While there is no place for ridicule, name-calling, self-righteousness, or bullying toward any sinner, we do well to instruct ourselves from the Bible rather than from a politically-correct culture that has long despised the convicting power of Scripture. "The law of the Lord is perfect, converting the soul." (Psalm 19:7) The same Bible that teaches that God loves sinners teaches us what a sinner is. To skip over the bad news is to nullify the good news.

This Christmas, let us not forget what the name Jesus means, as His coming was told to Joseph: "And thou shalt call his name JESUS: for he shall save his people from their sins." (Matthew 1:21)
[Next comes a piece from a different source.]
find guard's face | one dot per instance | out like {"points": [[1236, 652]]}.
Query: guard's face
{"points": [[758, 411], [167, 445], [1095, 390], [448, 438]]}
The power of the blood of Christ is not just about getting us into heaven "someday," but also in delivering us today from the power of sin in our lives. And so, from one sinner to another--Jesus loves you. He came to save you from your sins. What a Savior!

Wednesday, December 11, 2013


Six Parenting Traps to Avoid

My brothers like to reminisce about the time they fooled me into running out into our garden to “see something, quick!”  They both stood excitedly in the soft, spring dirt, waving their hands and shouting.  I ran out to see “it,” and promptly fell into a hole they had dug and disguised under straw.  Having had to endure my bossiness and my many hours in front of the mirror each day (trying to figure out how to use a curling iron), they had appointed themselves my “Ministers of Humility.”  And that day, they were profoundly rewarded. 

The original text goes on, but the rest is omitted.